Prime contends that the government is simply grousing that Prime systematically chose a more expensive admissions code, not that it delivered substandard care.

Prime says the inpatient admissions reflect the “clinical judgment” of “independent physicians” acting in their patients’ interest. But Berntsen and the DOJ allege that those doctors have been intimidated by Reddy and other Prime officials into admitting patients improperly. Emergency room doctors and supervisors were admonished or marked for dismissal if they failed to admit 20% to 30% of their emergency patients as inpatients, the lawsuits allege.

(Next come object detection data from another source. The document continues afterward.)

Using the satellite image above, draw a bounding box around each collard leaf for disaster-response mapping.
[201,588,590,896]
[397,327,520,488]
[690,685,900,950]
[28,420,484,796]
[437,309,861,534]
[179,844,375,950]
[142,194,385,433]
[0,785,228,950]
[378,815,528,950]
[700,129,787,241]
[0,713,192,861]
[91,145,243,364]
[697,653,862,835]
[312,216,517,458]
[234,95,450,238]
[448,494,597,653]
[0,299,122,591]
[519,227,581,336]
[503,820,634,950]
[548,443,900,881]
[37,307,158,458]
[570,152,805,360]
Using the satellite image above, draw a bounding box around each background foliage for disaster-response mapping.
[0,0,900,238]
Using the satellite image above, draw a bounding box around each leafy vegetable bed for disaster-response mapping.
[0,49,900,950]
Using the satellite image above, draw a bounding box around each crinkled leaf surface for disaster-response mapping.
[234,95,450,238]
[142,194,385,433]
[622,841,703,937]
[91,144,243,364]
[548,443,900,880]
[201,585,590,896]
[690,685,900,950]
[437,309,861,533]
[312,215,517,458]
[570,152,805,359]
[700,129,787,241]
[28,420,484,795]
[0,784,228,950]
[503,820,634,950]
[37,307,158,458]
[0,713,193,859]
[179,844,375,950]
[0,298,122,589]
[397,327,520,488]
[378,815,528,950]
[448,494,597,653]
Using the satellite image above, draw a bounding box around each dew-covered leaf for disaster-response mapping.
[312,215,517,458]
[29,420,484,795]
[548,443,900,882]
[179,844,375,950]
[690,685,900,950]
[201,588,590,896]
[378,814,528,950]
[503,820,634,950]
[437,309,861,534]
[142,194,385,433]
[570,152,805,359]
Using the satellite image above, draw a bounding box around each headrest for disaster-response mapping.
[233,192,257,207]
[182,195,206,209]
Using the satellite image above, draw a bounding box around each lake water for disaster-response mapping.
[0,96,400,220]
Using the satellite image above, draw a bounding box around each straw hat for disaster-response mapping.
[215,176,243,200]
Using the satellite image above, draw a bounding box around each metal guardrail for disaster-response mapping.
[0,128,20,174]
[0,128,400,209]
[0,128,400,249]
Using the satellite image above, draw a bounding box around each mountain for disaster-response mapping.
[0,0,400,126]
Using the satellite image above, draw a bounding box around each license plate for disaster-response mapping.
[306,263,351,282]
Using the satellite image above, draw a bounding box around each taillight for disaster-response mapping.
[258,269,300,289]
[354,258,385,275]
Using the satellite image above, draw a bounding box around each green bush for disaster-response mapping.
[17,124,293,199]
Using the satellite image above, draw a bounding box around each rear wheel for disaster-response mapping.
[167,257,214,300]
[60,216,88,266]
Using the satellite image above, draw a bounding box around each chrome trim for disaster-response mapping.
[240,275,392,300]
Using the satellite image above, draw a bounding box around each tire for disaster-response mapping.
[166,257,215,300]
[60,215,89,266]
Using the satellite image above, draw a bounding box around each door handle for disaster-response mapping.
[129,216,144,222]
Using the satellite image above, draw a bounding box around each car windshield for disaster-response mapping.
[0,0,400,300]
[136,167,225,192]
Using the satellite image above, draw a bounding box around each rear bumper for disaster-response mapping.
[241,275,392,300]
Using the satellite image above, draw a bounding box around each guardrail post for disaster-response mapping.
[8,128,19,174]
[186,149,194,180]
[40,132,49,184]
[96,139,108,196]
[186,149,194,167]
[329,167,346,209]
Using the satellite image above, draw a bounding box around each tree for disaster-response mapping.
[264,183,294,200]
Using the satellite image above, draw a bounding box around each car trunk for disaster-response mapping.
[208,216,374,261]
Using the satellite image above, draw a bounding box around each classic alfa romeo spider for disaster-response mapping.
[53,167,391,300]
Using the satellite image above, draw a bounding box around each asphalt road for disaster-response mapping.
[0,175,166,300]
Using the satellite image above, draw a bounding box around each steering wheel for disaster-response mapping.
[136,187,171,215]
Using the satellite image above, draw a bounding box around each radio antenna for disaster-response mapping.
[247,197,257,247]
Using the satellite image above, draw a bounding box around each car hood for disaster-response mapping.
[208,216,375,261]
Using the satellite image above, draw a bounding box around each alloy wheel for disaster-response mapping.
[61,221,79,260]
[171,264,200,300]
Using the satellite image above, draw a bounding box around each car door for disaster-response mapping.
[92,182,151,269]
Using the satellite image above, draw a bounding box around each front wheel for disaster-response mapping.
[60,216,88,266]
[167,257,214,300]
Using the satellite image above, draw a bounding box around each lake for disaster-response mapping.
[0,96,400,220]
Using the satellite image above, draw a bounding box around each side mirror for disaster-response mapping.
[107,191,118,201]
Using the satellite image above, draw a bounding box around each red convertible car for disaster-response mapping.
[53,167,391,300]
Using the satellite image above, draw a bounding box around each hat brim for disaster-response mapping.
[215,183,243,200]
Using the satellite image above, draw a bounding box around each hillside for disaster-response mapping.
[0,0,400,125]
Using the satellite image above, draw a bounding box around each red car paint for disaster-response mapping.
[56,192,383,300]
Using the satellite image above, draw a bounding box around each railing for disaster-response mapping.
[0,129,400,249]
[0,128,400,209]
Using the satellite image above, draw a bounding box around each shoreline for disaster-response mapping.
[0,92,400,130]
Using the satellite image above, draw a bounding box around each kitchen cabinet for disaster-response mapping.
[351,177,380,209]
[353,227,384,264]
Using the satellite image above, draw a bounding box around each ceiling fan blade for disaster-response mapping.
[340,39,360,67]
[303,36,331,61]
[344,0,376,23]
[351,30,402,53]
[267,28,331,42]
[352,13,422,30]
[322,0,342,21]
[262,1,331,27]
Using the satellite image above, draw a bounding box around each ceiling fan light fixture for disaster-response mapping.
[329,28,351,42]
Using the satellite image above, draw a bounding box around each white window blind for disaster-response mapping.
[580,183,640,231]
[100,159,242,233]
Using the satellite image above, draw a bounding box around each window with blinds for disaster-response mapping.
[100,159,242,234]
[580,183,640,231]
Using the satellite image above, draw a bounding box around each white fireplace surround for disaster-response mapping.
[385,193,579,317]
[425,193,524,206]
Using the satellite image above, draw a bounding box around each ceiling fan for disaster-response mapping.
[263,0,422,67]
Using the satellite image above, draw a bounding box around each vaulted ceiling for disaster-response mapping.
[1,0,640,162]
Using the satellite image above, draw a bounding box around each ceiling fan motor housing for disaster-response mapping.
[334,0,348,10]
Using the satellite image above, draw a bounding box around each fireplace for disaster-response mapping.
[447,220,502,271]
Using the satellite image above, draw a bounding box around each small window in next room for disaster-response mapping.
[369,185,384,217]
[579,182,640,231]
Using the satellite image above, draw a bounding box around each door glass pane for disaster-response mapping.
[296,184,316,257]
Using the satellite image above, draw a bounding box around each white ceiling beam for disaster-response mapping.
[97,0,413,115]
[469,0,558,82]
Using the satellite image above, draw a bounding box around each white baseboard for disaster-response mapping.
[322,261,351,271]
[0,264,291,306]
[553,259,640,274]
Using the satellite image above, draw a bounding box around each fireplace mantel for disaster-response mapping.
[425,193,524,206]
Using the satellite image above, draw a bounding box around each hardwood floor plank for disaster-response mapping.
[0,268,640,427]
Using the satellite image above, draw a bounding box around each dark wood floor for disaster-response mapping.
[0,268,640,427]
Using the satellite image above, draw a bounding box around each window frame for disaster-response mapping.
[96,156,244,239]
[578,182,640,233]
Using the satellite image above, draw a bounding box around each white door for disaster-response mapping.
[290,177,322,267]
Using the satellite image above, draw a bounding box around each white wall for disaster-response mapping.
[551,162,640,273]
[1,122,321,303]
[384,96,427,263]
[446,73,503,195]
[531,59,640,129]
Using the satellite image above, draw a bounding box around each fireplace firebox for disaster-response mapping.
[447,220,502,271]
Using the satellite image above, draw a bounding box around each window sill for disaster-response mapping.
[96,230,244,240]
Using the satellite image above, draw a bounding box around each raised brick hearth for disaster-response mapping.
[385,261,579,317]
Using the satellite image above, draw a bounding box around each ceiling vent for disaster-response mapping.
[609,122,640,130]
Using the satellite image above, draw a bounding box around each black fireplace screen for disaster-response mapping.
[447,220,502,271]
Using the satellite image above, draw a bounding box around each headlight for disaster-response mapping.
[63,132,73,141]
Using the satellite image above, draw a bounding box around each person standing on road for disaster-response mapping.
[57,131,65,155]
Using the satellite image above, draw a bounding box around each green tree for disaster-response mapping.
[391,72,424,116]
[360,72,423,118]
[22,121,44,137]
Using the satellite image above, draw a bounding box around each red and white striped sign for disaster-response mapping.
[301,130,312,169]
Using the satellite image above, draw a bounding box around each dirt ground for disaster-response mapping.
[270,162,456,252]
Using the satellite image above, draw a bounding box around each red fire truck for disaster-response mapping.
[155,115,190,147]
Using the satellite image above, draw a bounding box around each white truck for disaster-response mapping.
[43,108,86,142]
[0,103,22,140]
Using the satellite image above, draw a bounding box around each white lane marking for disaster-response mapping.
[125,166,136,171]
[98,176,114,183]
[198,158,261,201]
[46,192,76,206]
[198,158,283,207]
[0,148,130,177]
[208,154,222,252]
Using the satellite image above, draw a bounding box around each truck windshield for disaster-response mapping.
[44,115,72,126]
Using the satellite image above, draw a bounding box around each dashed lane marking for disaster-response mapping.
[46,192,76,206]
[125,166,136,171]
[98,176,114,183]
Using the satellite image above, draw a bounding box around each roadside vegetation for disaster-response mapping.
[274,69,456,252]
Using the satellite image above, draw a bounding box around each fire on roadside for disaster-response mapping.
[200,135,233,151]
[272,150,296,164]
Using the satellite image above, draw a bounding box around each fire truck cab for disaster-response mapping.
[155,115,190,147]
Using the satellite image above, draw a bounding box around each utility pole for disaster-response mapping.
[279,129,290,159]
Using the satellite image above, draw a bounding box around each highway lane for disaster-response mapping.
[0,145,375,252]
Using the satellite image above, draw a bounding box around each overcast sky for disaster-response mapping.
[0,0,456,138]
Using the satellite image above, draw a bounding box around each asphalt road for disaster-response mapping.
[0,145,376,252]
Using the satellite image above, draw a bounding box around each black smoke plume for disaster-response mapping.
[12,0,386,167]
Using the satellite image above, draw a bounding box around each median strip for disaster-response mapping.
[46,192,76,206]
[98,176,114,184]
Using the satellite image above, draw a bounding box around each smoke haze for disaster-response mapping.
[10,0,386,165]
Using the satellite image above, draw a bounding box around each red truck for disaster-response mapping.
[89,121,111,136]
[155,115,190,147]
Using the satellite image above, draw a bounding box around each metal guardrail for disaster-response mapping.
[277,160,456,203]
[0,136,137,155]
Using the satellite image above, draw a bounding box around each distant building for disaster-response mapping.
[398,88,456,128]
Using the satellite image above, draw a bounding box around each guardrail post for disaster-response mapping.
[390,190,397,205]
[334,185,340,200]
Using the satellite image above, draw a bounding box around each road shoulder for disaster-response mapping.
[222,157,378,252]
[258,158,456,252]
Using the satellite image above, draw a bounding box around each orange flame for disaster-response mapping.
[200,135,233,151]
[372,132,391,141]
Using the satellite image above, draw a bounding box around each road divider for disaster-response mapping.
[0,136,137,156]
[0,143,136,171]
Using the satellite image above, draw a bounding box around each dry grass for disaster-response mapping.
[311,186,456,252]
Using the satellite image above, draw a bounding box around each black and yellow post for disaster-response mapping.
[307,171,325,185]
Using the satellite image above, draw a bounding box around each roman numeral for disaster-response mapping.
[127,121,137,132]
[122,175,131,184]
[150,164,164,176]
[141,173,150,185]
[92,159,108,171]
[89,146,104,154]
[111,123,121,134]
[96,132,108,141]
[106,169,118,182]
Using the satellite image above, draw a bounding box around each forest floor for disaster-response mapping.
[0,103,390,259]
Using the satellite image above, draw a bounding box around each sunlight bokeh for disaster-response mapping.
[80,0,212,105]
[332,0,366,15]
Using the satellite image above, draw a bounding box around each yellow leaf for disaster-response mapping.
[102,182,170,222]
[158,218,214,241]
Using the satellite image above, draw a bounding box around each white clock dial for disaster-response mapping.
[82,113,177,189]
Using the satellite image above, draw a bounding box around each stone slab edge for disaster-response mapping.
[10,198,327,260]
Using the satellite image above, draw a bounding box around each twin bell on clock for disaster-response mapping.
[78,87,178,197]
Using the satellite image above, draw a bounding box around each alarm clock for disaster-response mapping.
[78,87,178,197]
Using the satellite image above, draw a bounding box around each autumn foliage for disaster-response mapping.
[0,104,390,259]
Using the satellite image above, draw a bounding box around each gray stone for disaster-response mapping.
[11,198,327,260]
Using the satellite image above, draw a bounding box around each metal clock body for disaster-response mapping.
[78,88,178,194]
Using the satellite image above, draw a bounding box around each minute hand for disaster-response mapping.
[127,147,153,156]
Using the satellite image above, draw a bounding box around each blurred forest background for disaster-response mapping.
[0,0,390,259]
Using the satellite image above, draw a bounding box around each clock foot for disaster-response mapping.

One fair conclusion about Reddy’s management is that it transforms money-losing hospitals into profitable institutions. That’s good for the company’s bottom line, but the communities served by its hospitals may see things differently. After Prime’s 2007 takeover of Centinela Hospital, a healthcare linchpin for South Los Angeles, the company closed more than half of the institution’s operating rooms and cut back on chemotherapy and obstetric services. The hospital’s outpatient census, including ER visits, dropped from 146,000 in 2006 to 55,000 in 2010, but its bottom line moved from a $10-million loss to a profit of nearly $11 million.

Prime clearly knows something other hospital chains don’t know. The question is: Do we want them to know? Spreading the word could be very expensive, for local communities and taxpayers alike.